According to Dr. Alex J. Mitchell, the study’s lead author and senior lecturer in psycho-oncology at the University of Leicester, “anxiety is a persistent problem long after the cancer has been diagnosed… it appears to be at least equal and perhaps more of a problem for spouses than patients.”

Dr. Laura B. Dunn of the University of California, San Francisco, agrees. “The anxiety may not decrease over time,” she says.

A time-tested, natural and healthy way for cancer survivors and their spouses to curb their feelings of anxiety is regular meditation. Daily meditation may be even more effective for spouses if they meditate together. A growing number of studies show that meditation can alleviate stress and anxiety, and keep these feelings from recurring if practiced regularly.

One study, performed at Wake Forest Baptist Medical Center and published in the journal Social Cognitive and Affective Neuroscience in June 2013, found that ‘mindfulness meditation’ actually changed the way that brain regions were activated, to form less anxious thinking patterns.

meditateThe study surveyed 15 volunteers, all in good health and with normal levels of anxiety, and no prior experience with meditation. The subjects were enrolled in classes that taught them techniques of ‘mindfulness meditation’, which included focusing on the breath and bodily sensations in the present moment, and to evaluate distracting emotions and thoughts without judgment.

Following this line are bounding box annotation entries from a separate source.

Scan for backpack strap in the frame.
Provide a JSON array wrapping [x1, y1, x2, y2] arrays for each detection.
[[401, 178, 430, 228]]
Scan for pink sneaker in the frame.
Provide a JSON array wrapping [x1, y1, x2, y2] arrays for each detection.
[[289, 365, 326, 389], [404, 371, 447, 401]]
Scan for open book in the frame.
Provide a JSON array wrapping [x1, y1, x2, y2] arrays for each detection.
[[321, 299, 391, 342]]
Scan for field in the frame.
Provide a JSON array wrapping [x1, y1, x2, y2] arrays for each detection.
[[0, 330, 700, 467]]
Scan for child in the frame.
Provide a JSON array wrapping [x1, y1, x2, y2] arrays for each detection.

Wake Baptist Medical Center researchers found that after every meditation session, they experienced less anxiety. Images taken of the volunteers’ brains displayed areas of the brain that were activated – the anterior cingulate cortex, the ventromedial prefrontal cortex and the anterior insula – were the same regions that control the higher functions of the brain, as well as the control of worrying.

While it is absolutely understandable that cancer survivors and their spouses may feel lingering anxiety long after the cancer has subsided, daily meditation can greatly ease these feelings of panic, and help sufferers relax and get back to enjoying their lives to the fullest.